Heute erscheint unsere Studie zur Sicht von Industriebeschäftigten auf Themen wie Klimawandel, Mobilität und Transformation: „E-Mobilität – ist das die Lösung?
Eine Befragung von Beschäftigten zum sozial-ökologischen Umbau der Autoindustrie“. Das Ganze kann hier heruntergeladen werden:
https://www.rosalux.de/publikation/id/44586
In der nächsten Woche sollte es auch die Printversion (gratis) geben. Erhältlich ebenfalls bei der RLS oder direkt über uns: kontakt(at)work-in-progress-journalisten.de

Auf Grundlage von 38 Interviews vor allem mit Betriebsratsmitgliedern und gewerkschaftlichen Vertrauensleuten deutscher Automobilhersteller, Zulieferer und anderer verkehrsmittelproduzierender Industriebetriebe werfen Jörn Boewe, Stephan Krull und Johannes Schulten ein Schlaglicht auf die Potenziale eines sozial-ökologischen Umbaus, aber auch die Hindernisse, die eine solche Politik überwinden muss.

Das Fazit unserer Studie:

Die Sicht in den Betrieben und gewerkschaftlichen Gremien ist differenzierter, als die durch Einlassungen von Gewerkschafts- und Betriebsratsspitzen sowie der Regierung geprägte öffentliche Meinung nahelegt. Belegschaften, Gewerkschaftsmitglieder und ehrenamtliche Funktionär*innen sind keine Bastion von Verfechter*innen einer vorökologischen Industriepolitik. Vielmehr finden sich Potenziale und Anknüpfungspunkte für eine sozial-ökologische Mobilitätswende.

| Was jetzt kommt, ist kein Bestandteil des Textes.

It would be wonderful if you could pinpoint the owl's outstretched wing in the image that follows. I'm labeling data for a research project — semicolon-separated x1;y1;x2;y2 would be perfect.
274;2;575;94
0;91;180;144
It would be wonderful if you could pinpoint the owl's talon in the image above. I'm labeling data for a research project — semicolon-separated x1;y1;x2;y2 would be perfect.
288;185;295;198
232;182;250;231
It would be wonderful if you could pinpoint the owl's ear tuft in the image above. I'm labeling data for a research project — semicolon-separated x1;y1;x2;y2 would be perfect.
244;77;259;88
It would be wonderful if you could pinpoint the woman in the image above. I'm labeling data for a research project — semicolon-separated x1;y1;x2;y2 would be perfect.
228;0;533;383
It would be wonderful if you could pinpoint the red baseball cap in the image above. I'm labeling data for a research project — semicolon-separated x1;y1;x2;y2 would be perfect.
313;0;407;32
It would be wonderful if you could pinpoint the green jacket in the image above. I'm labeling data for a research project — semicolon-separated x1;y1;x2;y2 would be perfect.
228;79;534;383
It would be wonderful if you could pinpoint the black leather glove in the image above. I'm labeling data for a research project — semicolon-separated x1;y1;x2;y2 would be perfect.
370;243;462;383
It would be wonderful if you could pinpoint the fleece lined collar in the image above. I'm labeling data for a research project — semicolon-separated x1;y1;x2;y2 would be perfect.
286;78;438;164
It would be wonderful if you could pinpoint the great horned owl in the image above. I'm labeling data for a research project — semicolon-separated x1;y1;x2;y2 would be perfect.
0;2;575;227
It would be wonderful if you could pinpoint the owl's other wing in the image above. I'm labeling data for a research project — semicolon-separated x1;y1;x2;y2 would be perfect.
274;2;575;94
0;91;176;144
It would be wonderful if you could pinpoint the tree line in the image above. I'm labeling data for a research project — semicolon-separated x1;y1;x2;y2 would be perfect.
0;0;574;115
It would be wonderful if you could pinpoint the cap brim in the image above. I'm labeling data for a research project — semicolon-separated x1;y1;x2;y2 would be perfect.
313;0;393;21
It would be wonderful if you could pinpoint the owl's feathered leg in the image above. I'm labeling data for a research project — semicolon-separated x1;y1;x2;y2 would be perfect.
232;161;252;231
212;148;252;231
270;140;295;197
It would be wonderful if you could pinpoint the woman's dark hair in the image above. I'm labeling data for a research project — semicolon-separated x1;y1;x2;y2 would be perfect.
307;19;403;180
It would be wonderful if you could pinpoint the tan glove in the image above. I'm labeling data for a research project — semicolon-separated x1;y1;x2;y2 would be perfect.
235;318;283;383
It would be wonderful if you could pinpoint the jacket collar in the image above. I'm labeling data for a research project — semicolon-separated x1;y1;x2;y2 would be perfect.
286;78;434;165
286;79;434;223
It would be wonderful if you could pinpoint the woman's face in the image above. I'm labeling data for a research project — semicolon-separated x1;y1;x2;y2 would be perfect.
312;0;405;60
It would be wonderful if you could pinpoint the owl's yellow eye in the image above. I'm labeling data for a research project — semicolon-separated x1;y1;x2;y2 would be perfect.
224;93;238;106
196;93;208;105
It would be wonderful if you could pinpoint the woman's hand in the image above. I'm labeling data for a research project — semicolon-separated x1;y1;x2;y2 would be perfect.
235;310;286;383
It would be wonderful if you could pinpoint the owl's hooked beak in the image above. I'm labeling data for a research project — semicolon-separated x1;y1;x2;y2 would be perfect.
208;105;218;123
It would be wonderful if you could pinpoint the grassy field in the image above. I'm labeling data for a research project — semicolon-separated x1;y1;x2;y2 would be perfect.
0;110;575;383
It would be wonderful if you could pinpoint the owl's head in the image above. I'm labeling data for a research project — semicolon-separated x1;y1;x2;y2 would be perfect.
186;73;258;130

 Ein Selbstläufer ist ein sozial-ökologscher Umbau damit natürlich noch nicht. Denn es gibt in den Belegschaften eine verbreitete Skepsis gegenüber „der Politik“, einen auch nur halbwegs adäquaten Ausbau des Schienenverkehrs, des ÖPNV oder gar den Aufbau innovativer multimodaler und vernetzter Mobilitätssysteme ernsthaft in Angriff zu nehmen. Verbreitet sind auch berechtigte Befürchtungen, dass eine allein unternehmensseitig vorangetriebene Transformation der Industrie mit einem Abbau von tariflich abgesicherten Arbeitsplätzen sowie einer massiven Prekarisierung und Entqualifizierung der Arbeit einhergehen könnte.

 Vielmehr zeigt sich, wie nötig es ist, den gesellschaftlichen Konsens, wirksame Schritte gegen den Klimawandel auch im Verkehrssektor zu gehen, mit einem politischen Masterplan und einer breit anschlussfähigen Vision für ein sozial gerechtes, ökologisches Verkehrsmodell der Zukunft zu verbinden.